Free

British Museum Amorepacific Project Symposium: Conservation of Korean paintings 2018–2022

What can be learned about Korean paintings preservation through research into the differing international and historic practices used to conserve them?

This symposium of two half-day presentations and Q&A sessions celebrates the achievements of the Amorepacific Project for the conservation of Korean paintings at the British Museum from 2018–2022. It will be conducted in real time by moderators with a simultaneous translation between English and Korean.

The British Museum collection of Korean paintings includes those mounted on scrolls, folding screens, modern flat screens in frames, and in cardboard window mounts. The Amorepacific Project has aimed to ensure the conservation of the Korean paintings in the collection uses appropriate techniques and materials based on researching Korean historical mounting.

Korean paintings have unique qualities less well-known than other East Asian paintings. Older Korean paintings can be found to have been treated using Japanese or Chinese materials and restoration techniques. Through collaboration with Korean specialists – including scroll mounters and dyers – the Amorepacific Project Conservator was able to develop skills and knowledge of traditional Korean scroll mounting. These skills were then used alongside other Asian and Western conservation techniques and approaches for the treatment of selected items in the collection. Research into Korean mounting textiles and their dyeing has been rewarded with new findings.

Speakers:

Meejung Kim-Marandet is the Amorepacific Project Conservator for Korean Paintings at the British Museum. She studied art history at Hong-ik University, Seoul, and did an MA in Conservation-Restoration of Cultural Property at Paris 1 Pantheon-Sorbonne University. She trained in traditional East Asian methods of conservation and remounting at the Hirayama Studio at the British Museum, first as a student and then as a doctoral fellow. She was appointed East Asian Paintings Conservator in 2014 and in 2017 for two one-year contracts. In 2018, she received a PhD from Paris-Sorbonne University (Paris IV) on the mounting of Joseon-dynasty Korean paintings.

Sang-ah Kim joined the British Museum in October 2021 as Curator of Korean collections. After majoring in Chinese language and literature for her BA and MA at Korea University in Seoul, she moved to the US to pursue an MA in art history at the University of Oregon.
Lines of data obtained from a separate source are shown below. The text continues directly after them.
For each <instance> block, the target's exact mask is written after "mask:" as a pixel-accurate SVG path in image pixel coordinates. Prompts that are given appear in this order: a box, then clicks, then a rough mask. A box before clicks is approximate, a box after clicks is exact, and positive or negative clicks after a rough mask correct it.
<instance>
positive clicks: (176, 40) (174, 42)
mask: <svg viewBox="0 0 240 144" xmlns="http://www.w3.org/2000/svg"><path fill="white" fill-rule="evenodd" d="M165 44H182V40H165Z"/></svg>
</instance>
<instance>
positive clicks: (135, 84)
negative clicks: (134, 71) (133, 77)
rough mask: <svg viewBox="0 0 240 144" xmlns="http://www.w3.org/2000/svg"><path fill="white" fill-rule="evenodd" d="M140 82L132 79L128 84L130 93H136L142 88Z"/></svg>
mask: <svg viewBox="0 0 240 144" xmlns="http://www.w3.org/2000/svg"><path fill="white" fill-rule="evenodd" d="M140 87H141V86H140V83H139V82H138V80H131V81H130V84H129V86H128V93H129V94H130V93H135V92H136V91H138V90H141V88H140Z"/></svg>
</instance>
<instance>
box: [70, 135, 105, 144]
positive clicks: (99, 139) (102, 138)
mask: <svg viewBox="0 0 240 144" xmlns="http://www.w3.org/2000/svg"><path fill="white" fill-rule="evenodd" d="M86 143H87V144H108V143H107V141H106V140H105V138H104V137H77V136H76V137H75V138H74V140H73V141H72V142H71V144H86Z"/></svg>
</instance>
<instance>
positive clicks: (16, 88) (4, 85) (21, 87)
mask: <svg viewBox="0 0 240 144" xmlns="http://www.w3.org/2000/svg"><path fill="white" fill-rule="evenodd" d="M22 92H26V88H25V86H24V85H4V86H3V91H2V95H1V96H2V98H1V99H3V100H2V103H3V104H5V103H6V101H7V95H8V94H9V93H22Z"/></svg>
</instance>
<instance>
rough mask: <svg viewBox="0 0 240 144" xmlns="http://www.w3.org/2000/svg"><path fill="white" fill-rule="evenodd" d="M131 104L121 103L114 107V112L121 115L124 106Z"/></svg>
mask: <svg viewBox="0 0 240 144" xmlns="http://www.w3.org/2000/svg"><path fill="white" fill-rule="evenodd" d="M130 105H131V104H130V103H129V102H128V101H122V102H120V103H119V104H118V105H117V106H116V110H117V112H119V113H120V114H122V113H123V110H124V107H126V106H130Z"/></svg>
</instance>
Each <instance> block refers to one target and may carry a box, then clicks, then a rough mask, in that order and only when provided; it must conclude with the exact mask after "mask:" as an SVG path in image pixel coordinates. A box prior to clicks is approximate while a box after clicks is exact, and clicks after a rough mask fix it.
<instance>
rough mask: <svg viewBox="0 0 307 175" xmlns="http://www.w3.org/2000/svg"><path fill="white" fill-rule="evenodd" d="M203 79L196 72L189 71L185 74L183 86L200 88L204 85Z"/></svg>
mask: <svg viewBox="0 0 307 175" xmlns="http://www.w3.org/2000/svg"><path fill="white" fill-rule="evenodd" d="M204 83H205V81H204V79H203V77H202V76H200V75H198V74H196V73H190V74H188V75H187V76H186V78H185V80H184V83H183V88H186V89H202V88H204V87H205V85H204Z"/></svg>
She then spent three years at the Portland Art Museum as a Curatorial Fellow in Asian Art, where she curated exhibitions on historical and contemporary Korean and Chinese art. She is currently pursuing a PhD at SOAS University of London.

Diego Tamburini is an analytical chemist with a PhD in the use of chromatographic and mass spectrometric techniques for the characterisation of organic materials. He joined the British Museum in 2016 with an Andrew W. Mellon Postdoctoral Fellowship focusing on the dye analysis of historical and archaeological textiles. In 2020, he moved to the National Museum of Asian Art as a Smithsonian Postdoctoral Fellow. In 2021, Tamburini joined the British Museum again in his current role as Scientist: Polymeric and Modern Organic Materials and has worked on a wide range of Asian textiles.